The research was published in the May issue of Nature Medicine, with Doane as the fourth author (among 14). The antibody has been licensed to Rockville, Maryland-based MacroGenics, Inc., which is now trying to bring it to clinical trials. Doane stands to collect royalties if the antibody is commercialized successfully. grey bullet

Science Across Generations—and Across HHMI
Weiskotten

Weiskotten

Christopher Doane's interest in medicine is due in no small part to the influence of his great grandfather, Herman Weiskotten, a nationally prominent physician and medical school administrator in the early 20th century. As fate would have it, Weiskotten was a consultant to Howard Hughes, and when HHMI was founded in 1953 he was named one of the initial four members of its advisory board. Two years later, Weiskotten followed HHMI to its new headquarters in Miami, where he served on the board of directors for the next 10 years, retiring in 1965. Weiskotten died in 1972, before Doane was born.

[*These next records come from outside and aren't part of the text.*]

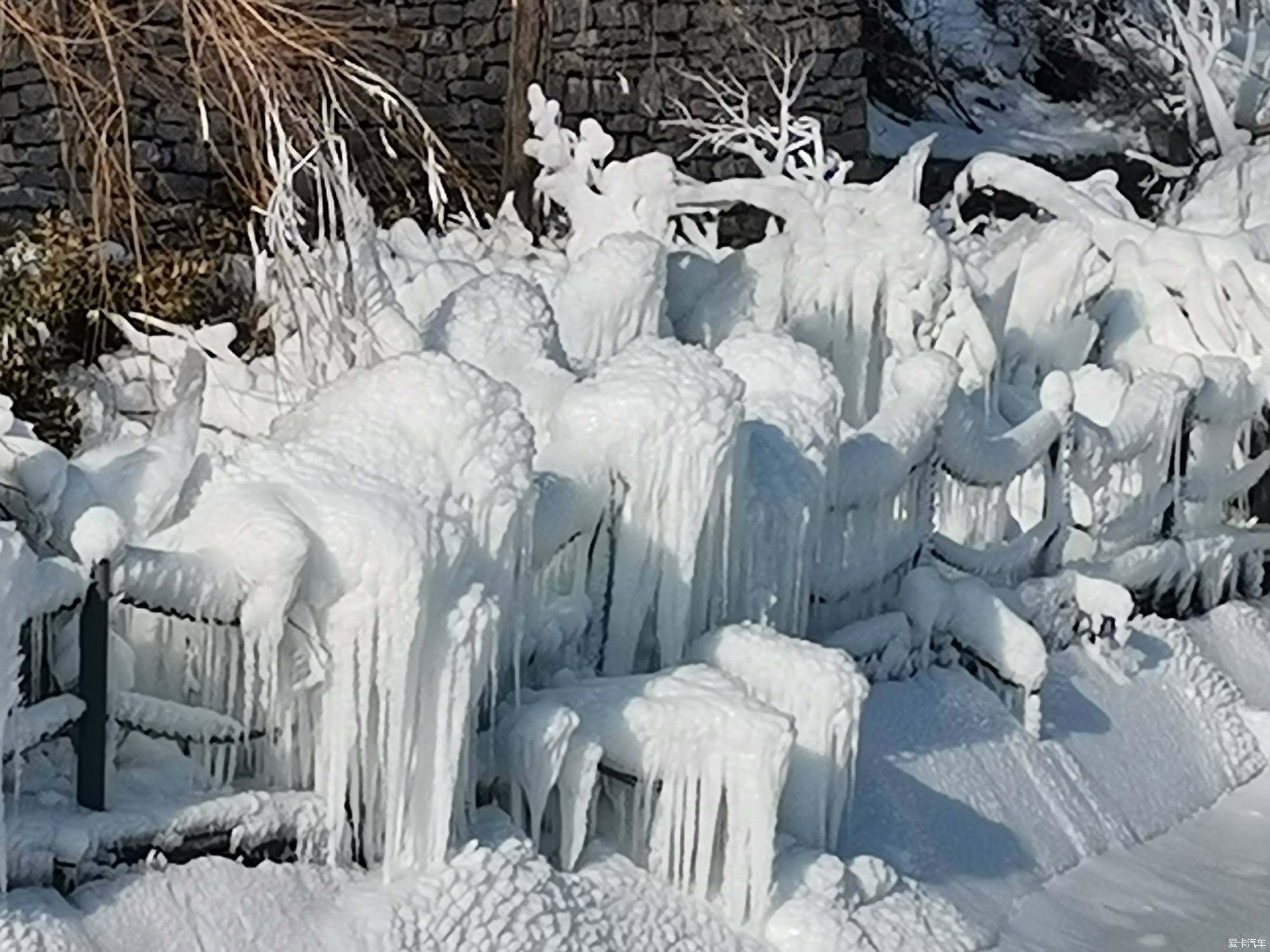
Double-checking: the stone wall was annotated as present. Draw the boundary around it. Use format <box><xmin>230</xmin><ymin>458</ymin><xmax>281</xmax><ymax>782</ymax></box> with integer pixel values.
<box><xmin>0</xmin><ymin>0</ymin><xmax>867</xmax><ymax>217</ymax></box>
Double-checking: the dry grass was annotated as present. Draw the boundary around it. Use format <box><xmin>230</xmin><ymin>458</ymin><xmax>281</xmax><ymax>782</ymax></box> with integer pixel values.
<box><xmin>0</xmin><ymin>0</ymin><xmax>462</xmax><ymax>258</ymax></box>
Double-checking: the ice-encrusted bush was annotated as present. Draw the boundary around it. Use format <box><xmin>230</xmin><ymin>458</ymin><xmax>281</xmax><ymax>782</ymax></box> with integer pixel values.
<box><xmin>0</xmin><ymin>212</ymin><xmax>255</xmax><ymax>453</ymax></box>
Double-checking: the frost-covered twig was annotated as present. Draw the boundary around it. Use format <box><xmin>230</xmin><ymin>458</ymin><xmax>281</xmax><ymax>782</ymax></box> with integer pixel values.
<box><xmin>667</xmin><ymin>44</ymin><xmax>850</xmax><ymax>180</ymax></box>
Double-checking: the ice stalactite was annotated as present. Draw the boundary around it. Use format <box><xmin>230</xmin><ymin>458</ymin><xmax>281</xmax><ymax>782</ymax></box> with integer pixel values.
<box><xmin>715</xmin><ymin>333</ymin><xmax>842</xmax><ymax>635</ymax></box>
<box><xmin>936</xmin><ymin>371</ymin><xmax>1073</xmax><ymax>572</ymax></box>
<box><xmin>810</xmin><ymin>354</ymin><xmax>959</xmax><ymax>633</ymax></box>
<box><xmin>512</xmin><ymin>665</ymin><xmax>794</xmax><ymax>923</ymax></box>
<box><xmin>544</xmin><ymin>340</ymin><xmax>743</xmax><ymax>674</ymax></box>
<box><xmin>1072</xmin><ymin>358</ymin><xmax>1201</xmax><ymax>557</ymax></box>
<box><xmin>690</xmin><ymin>623</ymin><xmax>869</xmax><ymax>853</ymax></box>
<box><xmin>112</xmin><ymin>354</ymin><xmax>533</xmax><ymax>871</ymax></box>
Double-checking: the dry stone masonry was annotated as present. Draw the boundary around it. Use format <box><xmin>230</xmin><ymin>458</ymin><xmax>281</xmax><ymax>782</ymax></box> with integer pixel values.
<box><xmin>0</xmin><ymin>0</ymin><xmax>867</xmax><ymax>217</ymax></box>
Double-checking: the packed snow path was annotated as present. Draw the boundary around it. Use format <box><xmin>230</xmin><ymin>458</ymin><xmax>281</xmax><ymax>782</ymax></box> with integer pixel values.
<box><xmin>998</xmin><ymin>712</ymin><xmax>1270</xmax><ymax>952</ymax></box>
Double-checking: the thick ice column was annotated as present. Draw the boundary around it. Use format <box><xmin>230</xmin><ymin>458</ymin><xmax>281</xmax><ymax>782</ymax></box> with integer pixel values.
<box><xmin>544</xmin><ymin>340</ymin><xmax>742</xmax><ymax>674</ymax></box>
<box><xmin>690</xmin><ymin>623</ymin><xmax>869</xmax><ymax>852</ymax></box>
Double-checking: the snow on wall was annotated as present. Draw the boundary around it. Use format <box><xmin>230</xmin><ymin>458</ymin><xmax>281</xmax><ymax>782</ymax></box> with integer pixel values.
<box><xmin>9</xmin><ymin>80</ymin><xmax>1270</xmax><ymax>947</ymax></box>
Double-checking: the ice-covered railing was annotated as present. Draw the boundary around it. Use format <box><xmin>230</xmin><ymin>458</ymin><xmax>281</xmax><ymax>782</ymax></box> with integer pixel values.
<box><xmin>0</xmin><ymin>526</ymin><xmax>86</xmax><ymax>892</ymax></box>
<box><xmin>118</xmin><ymin>354</ymin><xmax>532</xmax><ymax>868</ymax></box>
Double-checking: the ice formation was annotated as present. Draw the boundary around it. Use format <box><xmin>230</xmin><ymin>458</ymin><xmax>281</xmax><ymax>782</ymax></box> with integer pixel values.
<box><xmin>500</xmin><ymin>664</ymin><xmax>795</xmax><ymax>923</ymax></box>
<box><xmin>121</xmin><ymin>354</ymin><xmax>533</xmax><ymax>869</ymax></box>
<box><xmin>7</xmin><ymin>74</ymin><xmax>1270</xmax><ymax>948</ymax></box>
<box><xmin>538</xmin><ymin>340</ymin><xmax>743</xmax><ymax>674</ymax></box>
<box><xmin>690</xmin><ymin>623</ymin><xmax>869</xmax><ymax>850</ymax></box>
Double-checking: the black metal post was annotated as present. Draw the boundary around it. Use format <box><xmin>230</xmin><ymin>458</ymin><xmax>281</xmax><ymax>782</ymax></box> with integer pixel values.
<box><xmin>75</xmin><ymin>562</ymin><xmax>110</xmax><ymax>810</ymax></box>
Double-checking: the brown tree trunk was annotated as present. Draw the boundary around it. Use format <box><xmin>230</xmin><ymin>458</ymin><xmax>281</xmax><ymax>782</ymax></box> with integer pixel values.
<box><xmin>502</xmin><ymin>0</ymin><xmax>551</xmax><ymax>232</ymax></box>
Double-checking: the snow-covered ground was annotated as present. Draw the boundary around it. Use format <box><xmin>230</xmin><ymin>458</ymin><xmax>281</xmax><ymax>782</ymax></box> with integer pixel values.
<box><xmin>7</xmin><ymin>67</ymin><xmax>1270</xmax><ymax>952</ymax></box>
<box><xmin>999</xmin><ymin>711</ymin><xmax>1270</xmax><ymax>952</ymax></box>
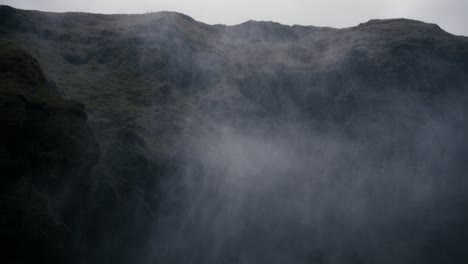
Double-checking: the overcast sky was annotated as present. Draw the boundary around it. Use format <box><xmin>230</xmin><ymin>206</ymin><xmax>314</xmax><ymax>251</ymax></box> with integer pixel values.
<box><xmin>0</xmin><ymin>0</ymin><xmax>468</xmax><ymax>36</ymax></box>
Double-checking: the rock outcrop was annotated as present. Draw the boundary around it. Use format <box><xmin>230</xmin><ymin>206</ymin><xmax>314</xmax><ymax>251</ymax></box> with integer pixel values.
<box><xmin>0</xmin><ymin>42</ymin><xmax>99</xmax><ymax>263</ymax></box>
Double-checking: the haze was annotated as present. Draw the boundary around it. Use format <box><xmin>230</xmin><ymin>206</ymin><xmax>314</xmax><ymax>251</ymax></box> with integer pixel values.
<box><xmin>0</xmin><ymin>0</ymin><xmax>468</xmax><ymax>36</ymax></box>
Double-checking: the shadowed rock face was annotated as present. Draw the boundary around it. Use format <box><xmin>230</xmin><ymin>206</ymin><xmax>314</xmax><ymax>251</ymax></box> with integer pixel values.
<box><xmin>0</xmin><ymin>42</ymin><xmax>99</xmax><ymax>263</ymax></box>
<box><xmin>0</xmin><ymin>6</ymin><xmax>468</xmax><ymax>263</ymax></box>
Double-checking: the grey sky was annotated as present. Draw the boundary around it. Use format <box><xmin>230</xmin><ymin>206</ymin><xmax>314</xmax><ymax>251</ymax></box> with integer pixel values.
<box><xmin>0</xmin><ymin>0</ymin><xmax>468</xmax><ymax>36</ymax></box>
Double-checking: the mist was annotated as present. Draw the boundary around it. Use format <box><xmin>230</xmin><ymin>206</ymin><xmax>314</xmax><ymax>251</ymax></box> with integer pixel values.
<box><xmin>0</xmin><ymin>5</ymin><xmax>468</xmax><ymax>264</ymax></box>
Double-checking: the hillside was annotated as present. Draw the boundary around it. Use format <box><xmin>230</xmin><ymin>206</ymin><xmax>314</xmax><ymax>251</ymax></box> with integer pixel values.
<box><xmin>0</xmin><ymin>6</ymin><xmax>468</xmax><ymax>263</ymax></box>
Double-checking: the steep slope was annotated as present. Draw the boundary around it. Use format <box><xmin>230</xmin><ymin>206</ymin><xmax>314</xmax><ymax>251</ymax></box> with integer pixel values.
<box><xmin>0</xmin><ymin>6</ymin><xmax>468</xmax><ymax>263</ymax></box>
<box><xmin>0</xmin><ymin>42</ymin><xmax>99</xmax><ymax>263</ymax></box>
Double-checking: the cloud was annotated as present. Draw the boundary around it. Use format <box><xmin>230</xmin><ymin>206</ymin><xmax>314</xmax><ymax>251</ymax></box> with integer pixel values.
<box><xmin>0</xmin><ymin>0</ymin><xmax>468</xmax><ymax>35</ymax></box>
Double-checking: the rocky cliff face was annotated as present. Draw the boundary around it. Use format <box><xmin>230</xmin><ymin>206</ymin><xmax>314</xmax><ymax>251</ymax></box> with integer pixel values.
<box><xmin>0</xmin><ymin>42</ymin><xmax>99</xmax><ymax>263</ymax></box>
<box><xmin>0</xmin><ymin>6</ymin><xmax>468</xmax><ymax>263</ymax></box>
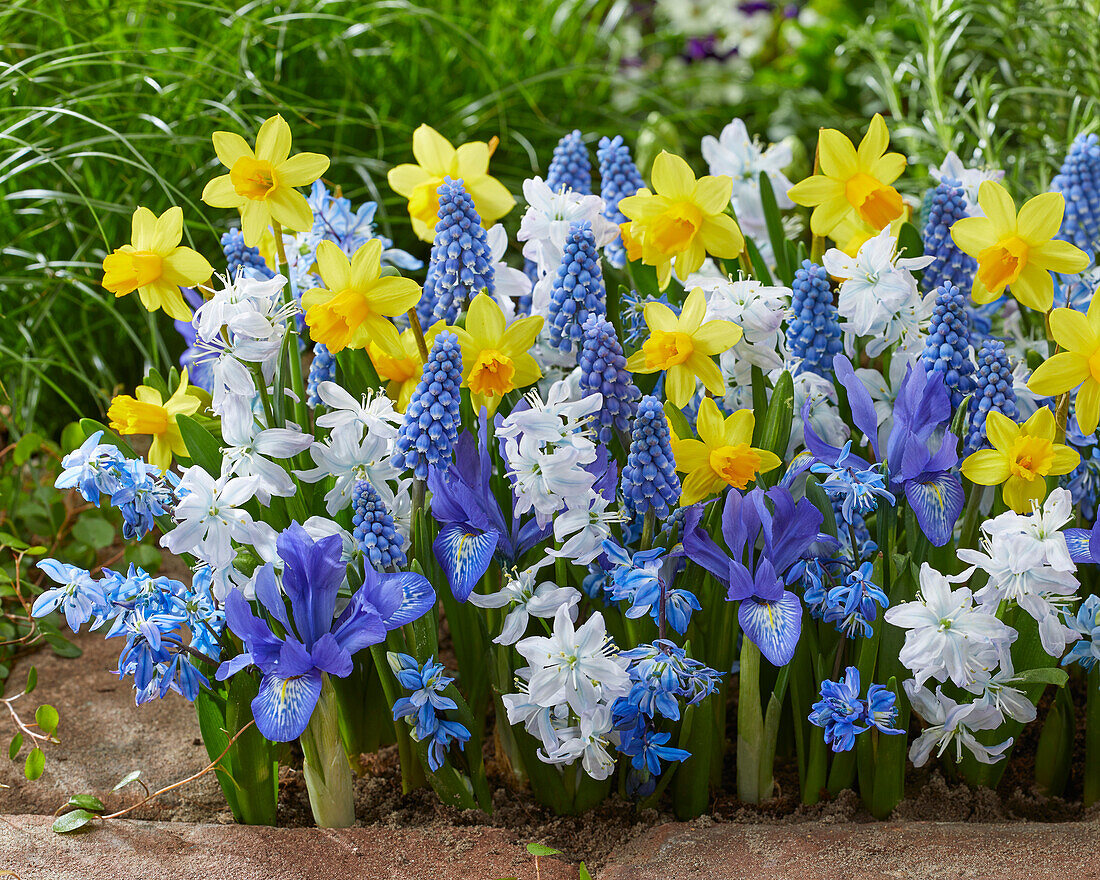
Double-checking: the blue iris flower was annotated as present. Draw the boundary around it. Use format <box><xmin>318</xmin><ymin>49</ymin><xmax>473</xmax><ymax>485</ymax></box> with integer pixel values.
<box><xmin>217</xmin><ymin>523</ymin><xmax>436</xmax><ymax>743</ymax></box>
<box><xmin>428</xmin><ymin>418</ymin><xmax>553</xmax><ymax>602</ymax></box>
<box><xmin>683</xmin><ymin>487</ymin><xmax>824</xmax><ymax>667</ymax></box>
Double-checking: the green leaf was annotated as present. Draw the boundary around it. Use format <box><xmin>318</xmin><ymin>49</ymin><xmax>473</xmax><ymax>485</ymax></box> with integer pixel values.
<box><xmin>34</xmin><ymin>703</ymin><xmax>59</xmax><ymax>736</ymax></box>
<box><xmin>111</xmin><ymin>770</ymin><xmax>141</xmax><ymax>791</ymax></box>
<box><xmin>176</xmin><ymin>416</ymin><xmax>221</xmax><ymax>474</ymax></box>
<box><xmin>73</xmin><ymin>514</ymin><xmax>114</xmax><ymax>550</ymax></box>
<box><xmin>53</xmin><ymin>810</ymin><xmax>97</xmax><ymax>834</ymax></box>
<box><xmin>1015</xmin><ymin>667</ymin><xmax>1069</xmax><ymax>688</ymax></box>
<box><xmin>527</xmin><ymin>844</ymin><xmax>561</xmax><ymax>856</ymax></box>
<box><xmin>65</xmin><ymin>794</ymin><xmax>106</xmax><ymax>813</ymax></box>
<box><xmin>11</xmin><ymin>431</ymin><xmax>42</xmax><ymax>468</ymax></box>
<box><xmin>23</xmin><ymin>747</ymin><xmax>46</xmax><ymax>780</ymax></box>
<box><xmin>664</xmin><ymin>400</ymin><xmax>695</xmax><ymax>440</ymax></box>
<box><xmin>760</xmin><ymin>172</ymin><xmax>794</xmax><ymax>286</ymax></box>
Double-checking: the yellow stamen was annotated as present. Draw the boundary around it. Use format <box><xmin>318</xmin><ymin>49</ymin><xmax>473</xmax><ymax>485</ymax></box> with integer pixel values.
<box><xmin>107</xmin><ymin>395</ymin><xmax>168</xmax><ymax>436</ymax></box>
<box><xmin>978</xmin><ymin>235</ymin><xmax>1029</xmax><ymax>290</ymax></box>
<box><xmin>650</xmin><ymin>201</ymin><xmax>703</xmax><ymax>254</ymax></box>
<box><xmin>466</xmin><ymin>349</ymin><xmax>516</xmax><ymax>396</ymax></box>
<box><xmin>306</xmin><ymin>289</ymin><xmax>371</xmax><ymax>354</ymax></box>
<box><xmin>103</xmin><ymin>251</ymin><xmax>164</xmax><ymax>296</ymax></box>
<box><xmin>711</xmin><ymin>443</ymin><xmax>760</xmax><ymax>488</ymax></box>
<box><xmin>229</xmin><ymin>156</ymin><xmax>278</xmax><ymax>201</ymax></box>
<box><xmin>1009</xmin><ymin>433</ymin><xmax>1054</xmax><ymax>483</ymax></box>
<box><xmin>641</xmin><ymin>330</ymin><xmax>695</xmax><ymax>370</ymax></box>
<box><xmin>844</xmin><ymin>172</ymin><xmax>904</xmax><ymax>229</ymax></box>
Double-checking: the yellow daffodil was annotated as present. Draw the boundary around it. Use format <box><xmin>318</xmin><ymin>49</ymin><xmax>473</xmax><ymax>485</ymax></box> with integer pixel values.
<box><xmin>447</xmin><ymin>294</ymin><xmax>542</xmax><ymax>416</ymax></box>
<box><xmin>301</xmin><ymin>239</ymin><xmax>420</xmax><ymax>358</ymax></box>
<box><xmin>952</xmin><ymin>180</ymin><xmax>1089</xmax><ymax>311</ymax></box>
<box><xmin>366</xmin><ymin>321</ymin><xmax>449</xmax><ymax>413</ymax></box>
<box><xmin>387</xmin><ymin>125</ymin><xmax>516</xmax><ymax>241</ymax></box>
<box><xmin>787</xmin><ymin>113</ymin><xmax>905</xmax><ymax>243</ymax></box>
<box><xmin>963</xmin><ymin>407</ymin><xmax>1080</xmax><ymax>514</ymax></box>
<box><xmin>107</xmin><ymin>370</ymin><xmax>202</xmax><ymax>471</ymax></box>
<box><xmin>626</xmin><ymin>287</ymin><xmax>741</xmax><ymax>409</ymax></box>
<box><xmin>103</xmin><ymin>208</ymin><xmax>213</xmax><ymax>321</ymax></box>
<box><xmin>202</xmin><ymin>116</ymin><xmax>329</xmax><ymax>248</ymax></box>
<box><xmin>1027</xmin><ymin>290</ymin><xmax>1100</xmax><ymax>437</ymax></box>
<box><xmin>619</xmin><ymin>152</ymin><xmax>745</xmax><ymax>290</ymax></box>
<box><xmin>672</xmin><ymin>397</ymin><xmax>782</xmax><ymax>507</ymax></box>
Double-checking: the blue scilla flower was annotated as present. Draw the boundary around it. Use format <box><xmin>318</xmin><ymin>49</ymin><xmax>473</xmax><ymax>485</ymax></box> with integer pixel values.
<box><xmin>394</xmin><ymin>332</ymin><xmax>462</xmax><ymax>480</ymax></box>
<box><xmin>1060</xmin><ymin>446</ymin><xmax>1100</xmax><ymax>523</ymax></box>
<box><xmin>810</xmin><ymin>440</ymin><xmax>894</xmax><ymax>524</ymax></box>
<box><xmin>622</xmin><ymin>395</ymin><xmax>680</xmax><ymax>519</ymax></box>
<box><xmin>221</xmin><ymin>229</ymin><xmax>275</xmax><ymax>281</ymax></box>
<box><xmin>823</xmin><ymin>562</ymin><xmax>890</xmax><ymax>638</ymax></box>
<box><xmin>810</xmin><ymin>667</ymin><xmax>868</xmax><ymax>751</ymax></box>
<box><xmin>966</xmin><ymin>339</ymin><xmax>1020</xmax><ymax>453</ymax></box>
<box><xmin>547</xmin><ymin>130</ymin><xmax>592</xmax><ymax>196</ymax></box>
<box><xmin>612</xmin><ymin>639</ymin><xmax>722</xmax><ymax>729</ymax></box>
<box><xmin>306</xmin><ymin>342</ymin><xmax>337</xmax><ymax>406</ymax></box>
<box><xmin>1051</xmin><ymin>134</ymin><xmax>1100</xmax><ymax>251</ymax></box>
<box><xmin>548</xmin><ymin>220</ymin><xmax>607</xmax><ymax>351</ymax></box>
<box><xmin>351</xmin><ymin>480</ymin><xmax>405</xmax><ymax>570</ymax></box>
<box><xmin>1062</xmin><ymin>595</ymin><xmax>1100</xmax><ymax>670</ymax></box>
<box><xmin>596</xmin><ymin>134</ymin><xmax>646</xmax><ymax>268</ymax></box>
<box><xmin>578</xmin><ymin>314</ymin><xmax>640</xmax><ymax>443</ymax></box>
<box><xmin>866</xmin><ymin>684</ymin><xmax>902</xmax><ymax>735</ymax></box>
<box><xmin>386</xmin><ymin>651</ymin><xmax>470</xmax><ymax>770</ymax></box>
<box><xmin>787</xmin><ymin>260</ymin><xmax>843</xmax><ymax>377</ymax></box>
<box><xmin>31</xmin><ymin>559</ymin><xmax>108</xmax><ymax>633</ymax></box>
<box><xmin>921</xmin><ymin>283</ymin><xmax>974</xmax><ymax>411</ymax></box>
<box><xmin>417</xmin><ymin>177</ymin><xmax>495</xmax><ymax>326</ymax></box>
<box><xmin>921</xmin><ymin>180</ymin><xmax>978</xmax><ymax>290</ymax></box>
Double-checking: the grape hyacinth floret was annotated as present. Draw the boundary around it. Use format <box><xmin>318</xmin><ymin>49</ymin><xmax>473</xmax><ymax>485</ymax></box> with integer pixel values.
<box><xmin>966</xmin><ymin>339</ymin><xmax>1020</xmax><ymax>453</ymax></box>
<box><xmin>596</xmin><ymin>134</ymin><xmax>646</xmax><ymax>268</ymax></box>
<box><xmin>221</xmin><ymin>229</ymin><xmax>275</xmax><ymax>279</ymax></box>
<box><xmin>623</xmin><ymin>395</ymin><xmax>680</xmax><ymax>519</ymax></box>
<box><xmin>1051</xmin><ymin>134</ymin><xmax>1100</xmax><ymax>251</ymax></box>
<box><xmin>417</xmin><ymin>177</ymin><xmax>495</xmax><ymax>326</ymax></box>
<box><xmin>578</xmin><ymin>314</ymin><xmax>640</xmax><ymax>443</ymax></box>
<box><xmin>787</xmin><ymin>260</ymin><xmax>843</xmax><ymax>377</ymax></box>
<box><xmin>306</xmin><ymin>342</ymin><xmax>337</xmax><ymax>407</ymax></box>
<box><xmin>351</xmin><ymin>480</ymin><xmax>406</xmax><ymax>570</ymax></box>
<box><xmin>386</xmin><ymin>651</ymin><xmax>470</xmax><ymax>770</ymax></box>
<box><xmin>548</xmin><ymin>221</ymin><xmax>607</xmax><ymax>351</ymax></box>
<box><xmin>921</xmin><ymin>180</ymin><xmax>978</xmax><ymax>292</ymax></box>
<box><xmin>394</xmin><ymin>332</ymin><xmax>462</xmax><ymax>480</ymax></box>
<box><xmin>921</xmin><ymin>284</ymin><xmax>975</xmax><ymax>413</ymax></box>
<box><xmin>547</xmin><ymin>130</ymin><xmax>592</xmax><ymax>195</ymax></box>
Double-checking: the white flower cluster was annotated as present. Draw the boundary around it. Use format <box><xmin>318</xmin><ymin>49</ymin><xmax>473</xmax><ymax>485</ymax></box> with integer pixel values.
<box><xmin>503</xmin><ymin>604</ymin><xmax>630</xmax><ymax>779</ymax></box>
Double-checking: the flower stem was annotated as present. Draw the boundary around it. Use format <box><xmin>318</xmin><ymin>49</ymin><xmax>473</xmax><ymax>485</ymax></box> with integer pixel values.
<box><xmin>409</xmin><ymin>308</ymin><xmax>428</xmax><ymax>363</ymax></box>
<box><xmin>272</xmin><ymin>220</ymin><xmax>309</xmax><ymax>426</ymax></box>
<box><xmin>298</xmin><ymin>673</ymin><xmax>355</xmax><ymax>828</ymax></box>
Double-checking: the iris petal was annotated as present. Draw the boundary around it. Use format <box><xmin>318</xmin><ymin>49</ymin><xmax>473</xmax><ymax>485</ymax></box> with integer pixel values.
<box><xmin>252</xmin><ymin>669</ymin><xmax>321</xmax><ymax>743</ymax></box>
<box><xmin>737</xmin><ymin>593</ymin><xmax>802</xmax><ymax>667</ymax></box>
<box><xmin>431</xmin><ymin>524</ymin><xmax>501</xmax><ymax>602</ymax></box>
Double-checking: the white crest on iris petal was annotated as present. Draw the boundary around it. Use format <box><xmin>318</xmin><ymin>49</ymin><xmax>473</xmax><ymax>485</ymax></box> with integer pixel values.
<box><xmin>431</xmin><ymin>524</ymin><xmax>501</xmax><ymax>602</ymax></box>
<box><xmin>737</xmin><ymin>593</ymin><xmax>802</xmax><ymax>667</ymax></box>
<box><xmin>252</xmin><ymin>669</ymin><xmax>321</xmax><ymax>743</ymax></box>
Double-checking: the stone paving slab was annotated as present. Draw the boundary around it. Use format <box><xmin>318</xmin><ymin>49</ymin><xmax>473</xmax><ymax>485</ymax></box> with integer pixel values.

Though Doane never met his great grandfather, he keeps Weiskotten's picture in his bedroom and talks glowingly about him. He keeps two leather-bound volumes of thank-you notes Weiskotten received at retirement from the deans of major medical schools and medical leaders around the world.

Doane earned his HHMI fellowship without any special consideration due to his great grandfather. And he plans a career in dentistry rather than medicine. Regardless, he still appreciates the link his research represents with Weiskotten's considerable contributions to HHMI. "I am just amazed a person could do so much and help so many people in his lifetime," says Doane, rightfully pleased that circumstances have enabled him to follow a path that his great grandfather first helped define.